La presión crecía este miércoles sobre el presidente peruano, Pedro Pablo Kuczynski, para que dimita en víspera de que el Congreso dominado por el fujimorismo vote una moción de destitución por sus lazos con la brasileña Odebrecht, tras la supuesta compra de votos para salvarle en diciembre.

Congresistas fujimoristas difundieron el martes un vídeo en el que aparece Kenji intentando convencer a otros parlamentarios de que apoyen a Kuczynski a cambio de obras públicas en sus distritos.
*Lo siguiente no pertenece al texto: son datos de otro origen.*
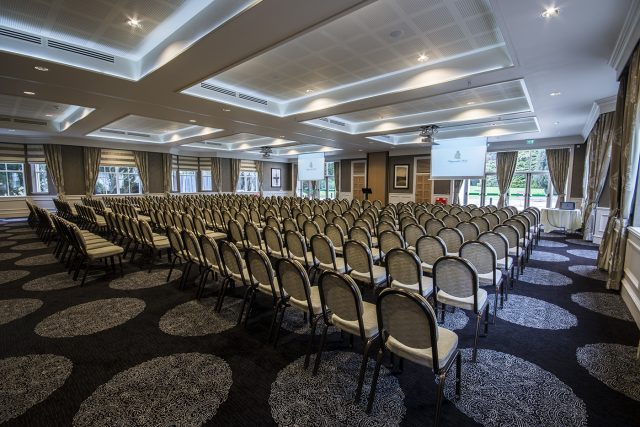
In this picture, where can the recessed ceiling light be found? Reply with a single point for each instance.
(551, 12)
(134, 23)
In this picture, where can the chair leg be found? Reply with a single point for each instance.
(440, 380)
(374, 381)
(316, 365)
(363, 367)
(314, 323)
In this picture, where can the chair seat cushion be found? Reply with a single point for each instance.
(369, 321)
(447, 345)
(427, 286)
(465, 303)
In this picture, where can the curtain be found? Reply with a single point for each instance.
(142, 163)
(294, 168)
(91, 168)
(625, 154)
(558, 160)
(597, 160)
(505, 167)
(216, 175)
(457, 186)
(167, 164)
(260, 172)
(235, 174)
(53, 158)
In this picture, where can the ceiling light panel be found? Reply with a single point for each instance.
(55, 116)
(356, 56)
(97, 36)
(147, 129)
(481, 103)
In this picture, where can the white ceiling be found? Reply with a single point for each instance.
(491, 67)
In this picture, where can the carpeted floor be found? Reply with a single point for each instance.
(136, 351)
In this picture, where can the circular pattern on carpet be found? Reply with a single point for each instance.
(505, 390)
(12, 309)
(548, 256)
(7, 276)
(9, 255)
(456, 320)
(33, 261)
(604, 303)
(590, 271)
(535, 313)
(538, 276)
(298, 398)
(29, 246)
(28, 380)
(52, 282)
(143, 280)
(183, 389)
(615, 365)
(581, 242)
(583, 253)
(90, 317)
(196, 318)
(551, 244)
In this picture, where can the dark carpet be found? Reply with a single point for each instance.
(137, 351)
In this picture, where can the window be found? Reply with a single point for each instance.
(118, 180)
(12, 179)
(40, 181)
(248, 182)
(188, 181)
(205, 181)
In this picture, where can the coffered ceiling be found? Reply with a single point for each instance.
(228, 77)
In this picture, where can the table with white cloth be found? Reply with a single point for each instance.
(561, 219)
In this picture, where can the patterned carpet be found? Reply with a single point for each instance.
(135, 351)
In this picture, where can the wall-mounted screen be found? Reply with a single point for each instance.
(311, 167)
(462, 158)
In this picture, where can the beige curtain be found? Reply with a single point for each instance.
(625, 154)
(506, 167)
(596, 167)
(235, 174)
(142, 163)
(294, 169)
(216, 174)
(559, 160)
(166, 172)
(53, 158)
(91, 157)
(457, 186)
(260, 172)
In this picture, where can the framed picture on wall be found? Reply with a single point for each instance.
(276, 182)
(401, 176)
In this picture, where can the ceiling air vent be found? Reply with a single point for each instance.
(80, 51)
(218, 89)
(20, 36)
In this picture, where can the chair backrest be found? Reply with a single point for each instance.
(430, 248)
(469, 231)
(408, 318)
(412, 232)
(357, 256)
(404, 267)
(340, 295)
(260, 269)
(457, 277)
(452, 238)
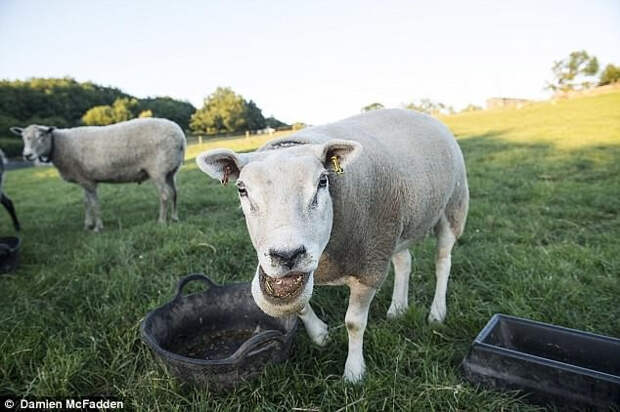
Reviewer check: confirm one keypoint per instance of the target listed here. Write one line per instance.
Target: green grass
(542, 242)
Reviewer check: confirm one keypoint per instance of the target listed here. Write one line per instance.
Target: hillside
(564, 123)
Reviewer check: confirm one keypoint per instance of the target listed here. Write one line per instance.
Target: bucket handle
(189, 278)
(255, 343)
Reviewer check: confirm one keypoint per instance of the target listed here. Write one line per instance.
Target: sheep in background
(125, 152)
(4, 199)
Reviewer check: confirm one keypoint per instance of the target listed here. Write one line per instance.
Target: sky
(314, 61)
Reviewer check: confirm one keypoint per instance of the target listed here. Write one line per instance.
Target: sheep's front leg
(93, 211)
(355, 321)
(89, 222)
(163, 189)
(316, 328)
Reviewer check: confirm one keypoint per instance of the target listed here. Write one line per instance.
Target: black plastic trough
(551, 364)
(216, 338)
(9, 253)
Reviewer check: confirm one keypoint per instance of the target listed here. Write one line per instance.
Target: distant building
(499, 102)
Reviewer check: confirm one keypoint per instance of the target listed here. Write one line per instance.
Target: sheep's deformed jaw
(284, 295)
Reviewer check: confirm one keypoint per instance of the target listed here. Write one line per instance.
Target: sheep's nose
(288, 257)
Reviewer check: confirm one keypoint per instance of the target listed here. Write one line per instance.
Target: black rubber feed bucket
(9, 253)
(217, 338)
(552, 364)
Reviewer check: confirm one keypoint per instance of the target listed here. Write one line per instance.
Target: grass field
(542, 241)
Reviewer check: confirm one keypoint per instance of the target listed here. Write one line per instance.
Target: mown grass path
(542, 241)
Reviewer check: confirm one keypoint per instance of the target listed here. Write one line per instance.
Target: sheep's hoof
(321, 338)
(396, 311)
(354, 374)
(437, 315)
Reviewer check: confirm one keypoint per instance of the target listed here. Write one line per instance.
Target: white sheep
(125, 152)
(333, 204)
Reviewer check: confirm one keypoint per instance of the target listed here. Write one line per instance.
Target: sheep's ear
(222, 164)
(46, 129)
(337, 153)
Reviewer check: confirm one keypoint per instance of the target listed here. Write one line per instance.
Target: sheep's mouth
(285, 288)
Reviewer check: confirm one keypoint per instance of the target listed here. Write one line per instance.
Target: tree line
(65, 102)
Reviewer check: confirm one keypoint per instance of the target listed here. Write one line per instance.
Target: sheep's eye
(242, 190)
(323, 181)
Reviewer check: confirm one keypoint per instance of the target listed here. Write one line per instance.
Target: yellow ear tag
(336, 164)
Kuczynski presentó el miércoles su renuncia al Congreso después de haber sido acusado de comprar votos para evitar su destitución, coronando meses de turbulencia política y financiera en una de las economías de mayor expansión en América Latina, afirmaron a la agenciaReuters dos fuentes del Gobierno.

El conservador Pedro Pablo Kuczynski, un exbanquero de Wall Street de 79 años que asumió al poder en julio del 2016, iba a ser anfitrión de la cumbre de líderes de América en Lima el 13 y 14 de abril, durante la cual tenía planeado reunirse con el mandatario de Estados Unidos, Donald Trump.

Odebrecht reveló que había pagado casi cinco millones de dólares por asesorías a empresas ligadas al presidente cuando era ministro, lo que había negado.

La constructora admitió además que hizo aportes de campaña en 2006 y 2011 a los últimos cuatro ocupantes del sillón presidencial peruano, incluido Kuczynski, y a Keiko Fujimori.

Kuczynski se convirtió así en el primer mandatario en ejercicio en perder su puesto por los tentáculos corruptores de Odebrecht, que admitió haber pagado decenas de millones de dólares en sobornos en varios países latinoamericanos para adjudicarse contratos de obras públicas.